Reciprocity involves responding in kind to another’s actions.  It can take either a positive form–where cooperation begets cooperation–or a negative form, as in “an eye for an eye” retaliation.  In the anarchic world of international politics (where no world government exists to enforce cooperation or punish wrongdoing) reciprocity is an important tool for states to achieve mutual goals and enforce otherwise unenforceable international laws and norms of behavior.   In short, states can generally expect that positive actions toward others will be rewarded while negative actions will be punished.

Reciprocity works best when information is perfect: each actor knows both (a) what they have done to others and (b) what others have done to them.  This kind of transparency is necessary in order to know how to respond to others (because you know how they treated you) and what kind of behavior to anticipate from others (because you understand the character of your actions toward them).  But when accurate information is lacking due to secrecy or misperception, carefully calibrated strategies of reciprocity can give way to confusion, ignorance, counterproductive policies, and costly conflict.

With this as background, it is interesting to read Stephen Walt’s take on the recent revelations of secret “kill lists,” drone strikes, and cyberwarfare launched by the Obama administration against an array of enemies.  As a die-hard realist, Walt is not troubled by the moral implications of these attacks, which he terms violations of the “Golden Rule.”  Rather, he has practical concerns about the consequences of these actions for American interests down the road: “…Lately I’ve been thinking that Americans ought to reflect a bit more on the long-term costs of our willingness to do unto others in ways we would most definitely not want them to do unto us.”
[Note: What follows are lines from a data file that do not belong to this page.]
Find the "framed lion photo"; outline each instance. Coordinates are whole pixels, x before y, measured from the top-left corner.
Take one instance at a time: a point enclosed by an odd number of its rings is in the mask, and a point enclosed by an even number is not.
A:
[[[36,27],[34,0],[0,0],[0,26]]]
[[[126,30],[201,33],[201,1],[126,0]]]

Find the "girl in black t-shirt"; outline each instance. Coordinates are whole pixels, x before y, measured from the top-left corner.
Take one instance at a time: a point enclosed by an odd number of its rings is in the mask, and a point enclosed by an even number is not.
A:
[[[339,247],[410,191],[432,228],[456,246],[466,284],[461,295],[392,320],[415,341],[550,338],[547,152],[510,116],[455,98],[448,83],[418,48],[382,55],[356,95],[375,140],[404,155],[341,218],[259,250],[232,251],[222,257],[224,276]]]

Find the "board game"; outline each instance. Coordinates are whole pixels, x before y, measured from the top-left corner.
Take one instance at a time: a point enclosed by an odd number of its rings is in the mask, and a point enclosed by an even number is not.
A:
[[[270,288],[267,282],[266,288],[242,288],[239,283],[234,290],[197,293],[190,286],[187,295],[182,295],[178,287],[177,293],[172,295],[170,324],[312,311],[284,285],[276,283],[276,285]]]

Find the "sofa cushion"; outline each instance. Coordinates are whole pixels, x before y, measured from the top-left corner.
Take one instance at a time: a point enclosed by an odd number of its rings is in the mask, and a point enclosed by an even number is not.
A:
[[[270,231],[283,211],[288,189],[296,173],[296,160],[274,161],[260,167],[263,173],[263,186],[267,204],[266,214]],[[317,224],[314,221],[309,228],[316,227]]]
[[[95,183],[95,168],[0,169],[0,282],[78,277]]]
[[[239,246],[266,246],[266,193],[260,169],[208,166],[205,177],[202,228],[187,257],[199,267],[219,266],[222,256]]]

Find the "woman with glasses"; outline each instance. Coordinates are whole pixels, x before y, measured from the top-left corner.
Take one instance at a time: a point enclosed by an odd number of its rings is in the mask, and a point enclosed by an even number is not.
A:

In other words, Walt is worried about negative reciprocity.  But most interestingly, he argues that the covert nature of these attacks makes the American people vulnerable to misperceptions about others’ motives: “…What I find troubling is the inevitable secrecy and deceit that is involved. It’s not just that we are trying to fool our adversaries; the problem is that we end up fooling ourselves, too. As I’ve noted before, when our government is doing lots of hostile things in far-flung places around the world and the public doesn’t know about them until long after the fact, then we have no way of understanding why the targets of U.S. power might be angry and hostile. As a result, we will tend to attribute their behavior to other, darker motivations.”

Middle Eastern  populations experience similar misperceptions when conspiracy theories abound that attribute any negative outcome in their societies to CIA or Israeli plotting.  In this distorted informational environment–a far cry from the ideal of perfect information–neither side is able to engage in a mature, clear-headed reciprocity relationship with the other.  Instead, each side may find itself “shadow boxing”–locked in a battle with a somewhat imaginary, stereotyped foe whose actions they don’t comprehend well enough to respond to effectively.

What do you think?  Does Walt provide a convincing explanation for many Americans’ professed ignorance on the “why do they hate us” question?  Is there any alternative to keeping these covert operations out of public view?  Short of declassifying all such operations, how might governments begin to remove distortions in the “informational environment” that might lead to suboptimal decision-making?